NEJM Catalyst released the new report, which Optum, the healthcare services business unit of UnitedHealth Group, sponsored.
NEJM Catalyst based the report on a survey of 552 healthcare leaders who work primarily at hospitals, health systems and physician organizations. The respondents fell into three types: executives, clinicians and clinical leaders.
Overall, the respondents said that 75 percent of their organization’s revenue comes from fee-for-service contracts with health plans and other payers. Only 25 percent came from VBR contracts.
That poor showing for VBR revenue mirrors the results of several other reports that we’ve cited on the 4sight Health blog. You can read about those other reports here.
And, at least according to the NEJM Catalyst survey respondents, those percentages won’t be changing any time soon. Thirty-five percent of the respondents said their organizations won’t be transitioning to VBR for at least two to five years. Another 8 percent said it will be more than five years. And 23 percent said they didn’t even know when it would happen.
So what’s up?
Overall, 46 percent of the respondents said VBR contracts significantly improve the quality of care, and 42 percent said they significantly lower the cost of care. But the opinions varied by type of respondent. Executives were far more bullish on VBR than clinicians or clinical leaders. For example:
- 55 percent of executives said VBR contracts significantly improve the quality of patient care compared with 47 percent of clinical leaders and 38 percent of clinicians
- 50 percent of executives said VBR contracts significantly lower the cost of patient care compared with 42 percent of clinical leaders and 36 percent of clinicians
Overall, the respondents said the top three barriers to implementing VBR models were: infrastructure requirements, including information technology; changing regulation/policy; and administrative detail. In-other-words, VBR isn’t worth the hassle if you don’t believe it improves quality and lowers costs.
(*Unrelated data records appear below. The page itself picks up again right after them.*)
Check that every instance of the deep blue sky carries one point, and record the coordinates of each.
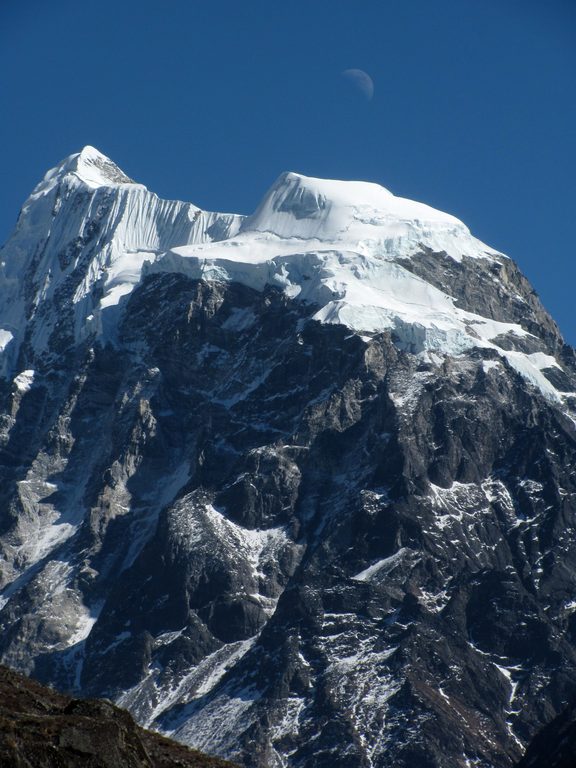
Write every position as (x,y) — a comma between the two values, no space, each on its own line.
(474,109)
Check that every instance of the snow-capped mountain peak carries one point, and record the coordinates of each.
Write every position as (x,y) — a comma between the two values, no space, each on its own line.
(90,167)
(302,206)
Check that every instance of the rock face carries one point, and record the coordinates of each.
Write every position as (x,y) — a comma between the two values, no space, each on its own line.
(555,745)
(40,728)
(297,489)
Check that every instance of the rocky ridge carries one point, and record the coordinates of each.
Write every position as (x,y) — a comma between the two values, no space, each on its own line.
(40,728)
(303,496)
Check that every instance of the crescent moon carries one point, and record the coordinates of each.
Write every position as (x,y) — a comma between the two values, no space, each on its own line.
(360,80)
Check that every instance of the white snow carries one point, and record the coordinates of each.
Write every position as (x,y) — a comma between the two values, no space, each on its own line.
(5,338)
(386,563)
(23,382)
(335,245)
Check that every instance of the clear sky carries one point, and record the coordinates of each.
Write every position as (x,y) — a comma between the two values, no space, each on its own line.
(473,111)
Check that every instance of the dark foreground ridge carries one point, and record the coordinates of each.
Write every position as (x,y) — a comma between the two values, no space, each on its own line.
(555,745)
(40,728)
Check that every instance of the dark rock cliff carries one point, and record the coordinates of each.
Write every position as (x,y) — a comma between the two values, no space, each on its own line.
(40,728)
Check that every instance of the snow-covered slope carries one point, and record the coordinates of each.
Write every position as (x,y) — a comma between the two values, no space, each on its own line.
(297,487)
(79,246)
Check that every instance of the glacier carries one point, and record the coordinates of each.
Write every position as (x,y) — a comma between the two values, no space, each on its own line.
(338,246)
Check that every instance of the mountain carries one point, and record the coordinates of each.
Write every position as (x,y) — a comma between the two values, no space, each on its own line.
(296,488)
(555,745)
(40,728)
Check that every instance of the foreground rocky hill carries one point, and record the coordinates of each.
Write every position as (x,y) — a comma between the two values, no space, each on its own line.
(296,489)
(40,728)
(555,745)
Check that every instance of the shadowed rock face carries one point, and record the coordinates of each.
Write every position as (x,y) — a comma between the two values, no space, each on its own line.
(40,728)
(555,745)
(288,542)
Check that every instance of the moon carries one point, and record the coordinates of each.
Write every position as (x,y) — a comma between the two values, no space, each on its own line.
(360,80)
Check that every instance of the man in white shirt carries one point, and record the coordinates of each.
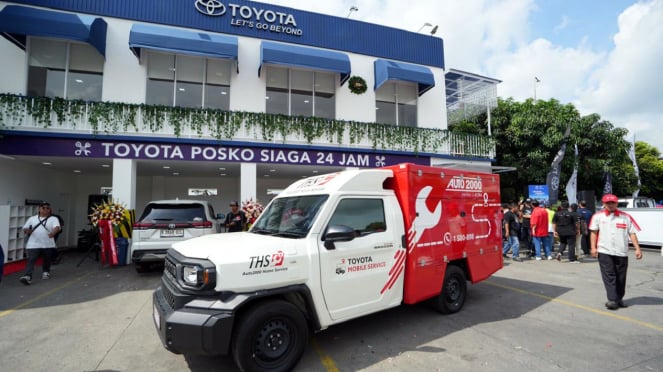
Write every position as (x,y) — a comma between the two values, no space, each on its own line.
(41,231)
(610,232)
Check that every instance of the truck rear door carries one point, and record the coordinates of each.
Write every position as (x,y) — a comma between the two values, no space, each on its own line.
(363,275)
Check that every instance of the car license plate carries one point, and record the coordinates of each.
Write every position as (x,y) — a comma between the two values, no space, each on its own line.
(176,233)
(156,316)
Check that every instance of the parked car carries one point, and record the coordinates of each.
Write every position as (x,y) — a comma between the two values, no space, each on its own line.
(639,202)
(164,222)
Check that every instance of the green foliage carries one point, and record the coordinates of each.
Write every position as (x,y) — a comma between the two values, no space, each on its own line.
(119,118)
(529,134)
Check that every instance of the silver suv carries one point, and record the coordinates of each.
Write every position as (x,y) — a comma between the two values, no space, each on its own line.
(165,222)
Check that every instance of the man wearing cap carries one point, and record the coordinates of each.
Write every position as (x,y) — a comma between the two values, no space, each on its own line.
(610,232)
(40,230)
(235,219)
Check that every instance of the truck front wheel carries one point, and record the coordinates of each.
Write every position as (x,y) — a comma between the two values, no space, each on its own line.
(454,291)
(270,337)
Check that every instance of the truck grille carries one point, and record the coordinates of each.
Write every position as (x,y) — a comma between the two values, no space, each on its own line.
(175,293)
(168,295)
(170,268)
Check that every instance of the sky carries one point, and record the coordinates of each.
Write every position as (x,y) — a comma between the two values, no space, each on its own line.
(605,57)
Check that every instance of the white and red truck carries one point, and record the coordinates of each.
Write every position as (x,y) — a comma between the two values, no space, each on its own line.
(326,250)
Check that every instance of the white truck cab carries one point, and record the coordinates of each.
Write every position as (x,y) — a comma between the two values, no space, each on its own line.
(326,250)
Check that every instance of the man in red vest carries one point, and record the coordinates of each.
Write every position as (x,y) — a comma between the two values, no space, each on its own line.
(539,222)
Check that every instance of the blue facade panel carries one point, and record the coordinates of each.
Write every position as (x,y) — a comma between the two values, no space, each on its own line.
(16,22)
(269,22)
(311,58)
(390,70)
(181,41)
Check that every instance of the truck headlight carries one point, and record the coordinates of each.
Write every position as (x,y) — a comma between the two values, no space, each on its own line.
(195,275)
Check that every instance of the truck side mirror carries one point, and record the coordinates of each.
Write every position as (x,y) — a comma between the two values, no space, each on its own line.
(337,233)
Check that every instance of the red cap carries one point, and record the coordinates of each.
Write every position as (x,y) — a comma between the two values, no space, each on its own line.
(609,198)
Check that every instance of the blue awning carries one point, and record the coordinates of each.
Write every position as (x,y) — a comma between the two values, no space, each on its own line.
(17,22)
(181,41)
(310,58)
(390,70)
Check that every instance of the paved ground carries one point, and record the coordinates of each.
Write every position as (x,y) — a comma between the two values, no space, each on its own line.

Another hurdle, and it’s a big one, is mistrust of private payers. Only 17 percent of the respondents said they agreed or strongly agreed with the statement “value-based care should be left to private markets rather than government.”
So, on one hand, providers don’t like the administrative burden that comes with government-run VBR programs. On-the-other-hand, providers don’t think private health insurers have the best interests of patients at heart when they run VBR programs. And, providers themselves can’t agree on whether VBR improves quality and reduces costs.
The losers, of course, in this endless wrestling match are patients who deserve better clinical outcomes, better experiences with the delivery system and all for more affordable prices. Let’s get moving.